Tout au long de la matinée, Christian Ouellet a tenté de marginaliser le rôle de Trépanier, allant jusqu'à affirmer ne pas s'être même pas intéressé aux raisons de son départ d'Union Montréal, en juin 2006. Il a toutefois fini par s'embrouiller quand il a expliqué pourquoi le maire Gérald Tremblay était au courant du départ de Trépanier, sans jamais lui en avoir parlé. «Je ne savais pas que le maire savait, mais il a dû le savoir de quelqu'un», a-t-il bredouillé.
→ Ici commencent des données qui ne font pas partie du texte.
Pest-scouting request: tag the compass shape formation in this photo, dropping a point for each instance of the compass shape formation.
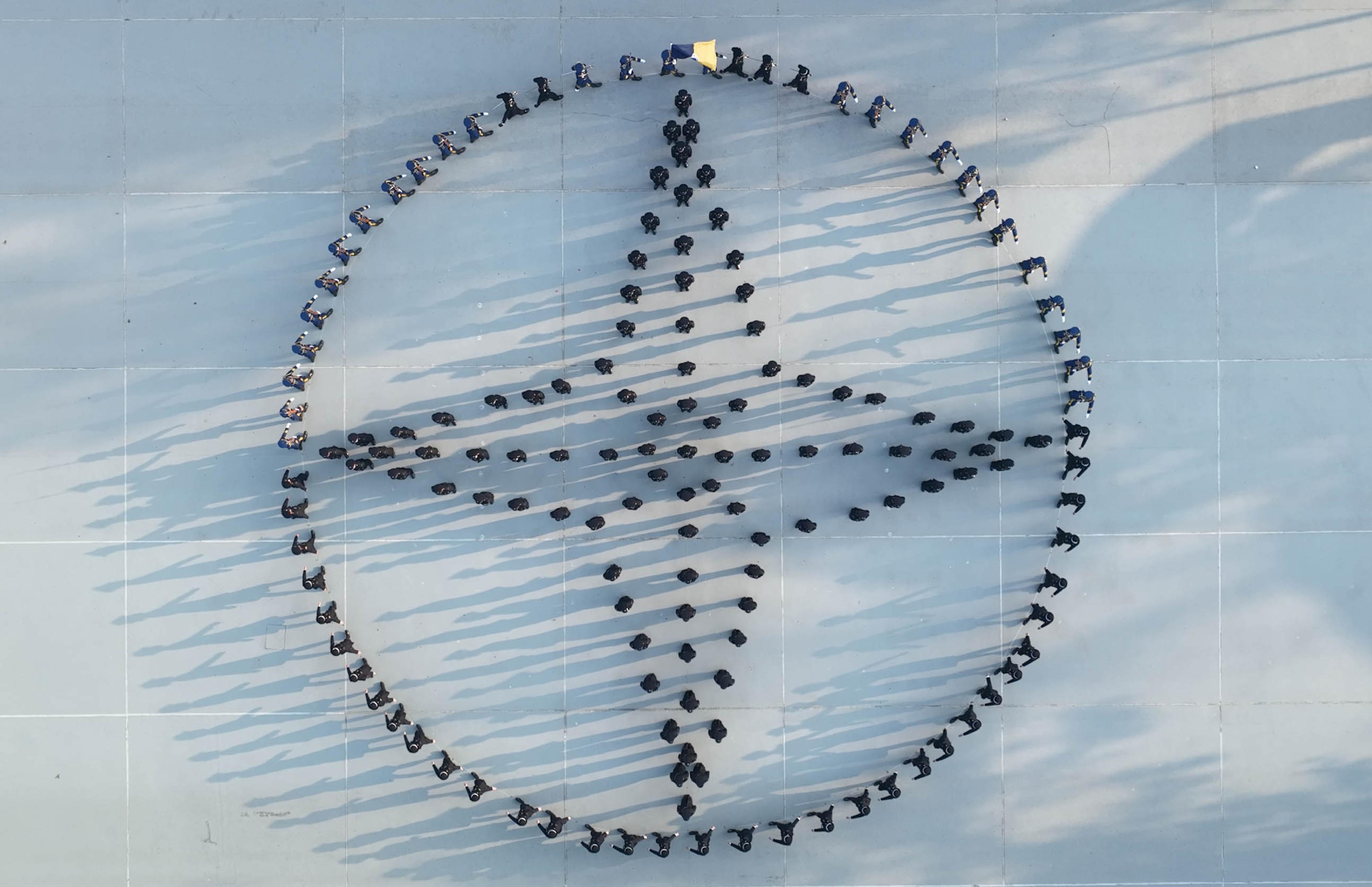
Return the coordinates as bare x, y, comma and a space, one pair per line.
676, 484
Christian Ouellet a maintenu qu'il ne parlait pas à Trépanier. «Non, pas du tout. En général, je ne tisse pas de lien avec les employés.» Les commissaires n'ont pas paru croire ces explications du témoin. «Vous êtes six, ce n'est pas une multinationale. Ce n'est pas étrange que vous ne preniez pas la peine d'appeler Bernard Trépanier pour demander pourquoi il était parti?» a lancé Renaud Lachance.
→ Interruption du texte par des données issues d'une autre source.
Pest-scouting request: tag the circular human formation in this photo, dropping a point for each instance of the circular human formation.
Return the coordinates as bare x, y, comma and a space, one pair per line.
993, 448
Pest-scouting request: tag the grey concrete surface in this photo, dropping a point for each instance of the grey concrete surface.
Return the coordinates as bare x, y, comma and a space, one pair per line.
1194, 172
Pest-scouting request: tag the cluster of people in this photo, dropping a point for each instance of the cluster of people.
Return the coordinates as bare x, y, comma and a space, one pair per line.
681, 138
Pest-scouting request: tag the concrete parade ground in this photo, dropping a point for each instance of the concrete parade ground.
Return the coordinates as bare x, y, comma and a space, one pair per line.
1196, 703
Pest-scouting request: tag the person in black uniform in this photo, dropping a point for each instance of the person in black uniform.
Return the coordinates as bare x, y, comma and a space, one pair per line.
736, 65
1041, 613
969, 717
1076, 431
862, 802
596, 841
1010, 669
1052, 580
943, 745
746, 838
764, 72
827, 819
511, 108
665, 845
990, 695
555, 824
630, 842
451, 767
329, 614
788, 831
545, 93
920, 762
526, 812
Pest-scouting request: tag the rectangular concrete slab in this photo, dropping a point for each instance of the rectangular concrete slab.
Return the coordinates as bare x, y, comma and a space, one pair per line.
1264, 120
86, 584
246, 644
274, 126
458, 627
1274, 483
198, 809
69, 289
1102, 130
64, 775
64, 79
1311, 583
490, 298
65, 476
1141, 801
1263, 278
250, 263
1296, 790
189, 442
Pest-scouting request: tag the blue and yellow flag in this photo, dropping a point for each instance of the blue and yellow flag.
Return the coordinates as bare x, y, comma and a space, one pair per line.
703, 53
Ce matin, Christian Ouellet assure ne jamais avoir fait appel au financement des entreprises, une pratique illégale. «Pas besoin de ça.»  Il s'est affairé à démontrer à quel point il est facile de faire du financement politique.

L'organisateur politique était directeur général d'Union Montréal de 2004 à 2008, soit pendant la période durant laquelle un système de ristourne de 3% aurait été mis en place pour financer le parti de l'ex-maire Gérald Tremblay. Christian Ouellet assure avoir toujours respecté les règles et lois en place.

Double-emploi

La Commission a soulevé le fait que, à l'époque où il était directeur général d'Union Montréal, Christian Ouellet était à la fois payé par la firme de génie Roche. Cette entreprise de Québec tentait de faire une percée dans la métropole et a retenu les services de Ouellet pour rédiger un plan d'affaires. Celui-ci affirme avoir identifié les élus importants à rencontrer, dont Frank Zampino.
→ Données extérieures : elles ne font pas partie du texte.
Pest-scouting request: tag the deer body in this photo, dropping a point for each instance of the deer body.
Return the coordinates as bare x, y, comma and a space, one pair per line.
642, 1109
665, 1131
Le témoin ne voit aucun problème au fait qu'il a reçu 327 000$ d'une entreprise sous contrat avec la Ville de Montréal alors qu'il était dg du parti la dirigeant. «C'est un peu spécial» a simplement répondu, disant qu'il faudrait demander à Roche pourquoi ils le payaient grassement pour faire peu.

Fait à souligner, les enquêteurs ont retrouvé des documents sur le financement d'Union Montréal dans les bureaux d'une ingénieure de Roche, France Michaud, arrêtée dans une affaire de corruption pour l'usine d'épuration des eaux de Boisbriand.

Organisateur d'expérience

Se dépeignant comme un organisateur politique «redoutable», Christian Ouellet dit avoir écrit un petit guide électoral pour motiver ses membres à atteindre les objectifs de financement. Il affirme toutefois ne plus en avoir copie.

Alors qu'il travaillait pour le Parti libéral du Québec dans les années 1970, Ouellet dit avoir mis sur pied un système pyramidal - qu'il a rebaptisé «triangulaire» pour éviter le parallèle avec le stratagème illégal - employant des bénévoles dans chacune des divisions électorales. Il affirme avoir importé ce système à Union Montréal, se vantant de n'avoir jamais perdu une élection.

Initialement, la Commission devait remettre son rapport en octobre 2013, soit tout juste avant la prochaine élection municipale. Une prolongation de 18 mois tel que demandée repousserait ainsi l'échéance après le prochain scrutin. Il est à noter que les audiences publiques prendraient probablement fin en 2014 afin de laisser le temps de rédger le rapport final. Pour l'instant, aucun rapport d'étape n'est prévu.